Nesta altura já a confusão é total. A fritura passou a cozedura. As potas volteiam-se «dans leur sauce», uma mistura branca e esverdeada.
Então joga-se dois esguichos nas potas. De vinagre balsâmico.
Mexe-se em tudo. Ficam côr de molho inglês. Ou de soja do restaurante japonês.
Corta-se em cubos.
Acompanha com risotto al pomodoro. Vende-se pré-feito, atenção. Ninguém nota a diferença.
Duvida? Pois foi o meu jantar e dos meus. E nisso, gaba-te cesto, sou melhor que este marmelo aqui.
P. S. Eu disse «marmelo»? Qual marmelo! Nabo!

A nostalgia da existência



Senti ao ler porque tinha sentido ao ter vivido. Não! Digo a verdade: senti mais, lendo, devido ao modo arrebatado como está escrito. Stefan Zweig tem aquele dom de desventrar aquilo sobre que escreve. As biografias que escreveu são a revivescência do que nunca morre, um forma de Fénix ser através da Literatura.
Tinha encontrado num alfarrabista de rua os «Encontros». Editados pela Livraria Civilização em 1938. Uma tiragem encadernada, em oitavo.
Esta manhã estive com a sua conferência sobre «o significado e a beleza dos autógrafos», proferida a convite do jornal britânico The Sunday Times em 1935. O jornal já não é o que era porque o mundo mudou.
Extasiado sobre a carta que Beethoven escreveria já nos últimos dias da vida, esgotado, e disso já incapaz, que com esforço sobre-humano conseguiu a custo assinar, dirigindo-a à London Philharmonic Society, carta em que, respondendo ao convite para ali apresentar as suas obras, apenas já diria «sinto-me tão cansado, já nada mais posso dizer», diz Zweig, esmagado ante a assinatura firmada em «titânico esforço, os seus dedos trémulos, inermes»: «não foi só Beethoven quem traçou esta palavra, - aqui a morte escrevia também».
O genial compositor alemão, essa «garra leonina» era naquele instante «o moribundo que não sabe que é forçoso morrer». A alegria de viver possuía-o, a morte tornara-se o instante de nostalgia da existência.

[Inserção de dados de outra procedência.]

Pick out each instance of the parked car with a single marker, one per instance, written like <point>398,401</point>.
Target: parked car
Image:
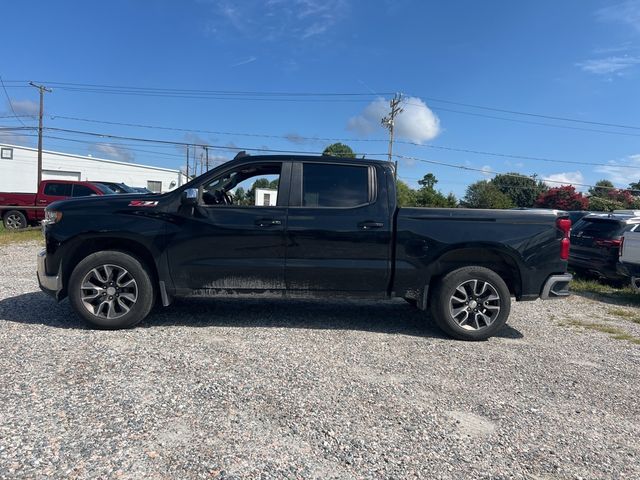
<point>629,260</point>
<point>336,230</point>
<point>17,208</point>
<point>117,187</point>
<point>576,215</point>
<point>595,244</point>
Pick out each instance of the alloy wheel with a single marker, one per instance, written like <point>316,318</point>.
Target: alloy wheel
<point>109,291</point>
<point>474,304</point>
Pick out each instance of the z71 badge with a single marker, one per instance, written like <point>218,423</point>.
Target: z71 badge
<point>143,203</point>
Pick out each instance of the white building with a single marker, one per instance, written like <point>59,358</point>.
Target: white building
<point>19,170</point>
<point>266,197</point>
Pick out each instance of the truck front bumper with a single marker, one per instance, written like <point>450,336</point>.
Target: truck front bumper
<point>49,284</point>
<point>556,286</point>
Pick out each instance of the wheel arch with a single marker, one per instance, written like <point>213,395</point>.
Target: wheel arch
<point>6,211</point>
<point>86,246</point>
<point>494,258</point>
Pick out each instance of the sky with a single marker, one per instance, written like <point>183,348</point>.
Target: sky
<point>486,86</point>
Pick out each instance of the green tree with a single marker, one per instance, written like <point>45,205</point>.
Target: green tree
<point>484,194</point>
<point>521,189</point>
<point>339,150</point>
<point>240,196</point>
<point>599,204</point>
<point>407,196</point>
<point>563,198</point>
<point>428,196</point>
<point>251,194</point>
<point>428,181</point>
<point>601,189</point>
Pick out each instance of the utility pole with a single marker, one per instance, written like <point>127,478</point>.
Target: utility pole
<point>388,122</point>
<point>188,163</point>
<point>42,89</point>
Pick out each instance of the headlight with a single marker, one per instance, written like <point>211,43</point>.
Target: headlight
<point>51,216</point>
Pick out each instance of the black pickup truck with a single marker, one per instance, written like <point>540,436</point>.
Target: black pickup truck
<point>300,226</point>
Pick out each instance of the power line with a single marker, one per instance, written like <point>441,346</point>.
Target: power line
<point>486,171</point>
<point>529,114</point>
<point>197,144</point>
<point>212,92</point>
<point>249,95</point>
<point>527,122</point>
<point>332,139</point>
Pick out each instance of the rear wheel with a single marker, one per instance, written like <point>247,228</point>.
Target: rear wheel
<point>111,290</point>
<point>14,220</point>
<point>471,303</point>
<point>411,301</point>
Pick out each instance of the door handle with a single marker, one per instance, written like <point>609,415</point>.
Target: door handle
<point>370,225</point>
<point>267,222</point>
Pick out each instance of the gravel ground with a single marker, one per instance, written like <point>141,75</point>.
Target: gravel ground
<point>311,389</point>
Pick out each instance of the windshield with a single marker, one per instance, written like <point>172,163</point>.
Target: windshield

sexta-feira, 1 de janeiro de 2010

O génio


O canal franco-alemão Arte está a passar filmes de Charlie Chaplin. Muitas pessoas já viram muitas vezes os filmes de Chaplin. Muitas pessoas julgam ter visto os seus filmes.
São, é claro, momentos de génio na arte de representar, instantes no modo de fazer rir, a mestria do burlesco. Mas é a ternura, a bondade, a fome de ser amado, o que muitos não sabem que existe, do que tantos têm necessidade que exista, o tango do filme City Lights.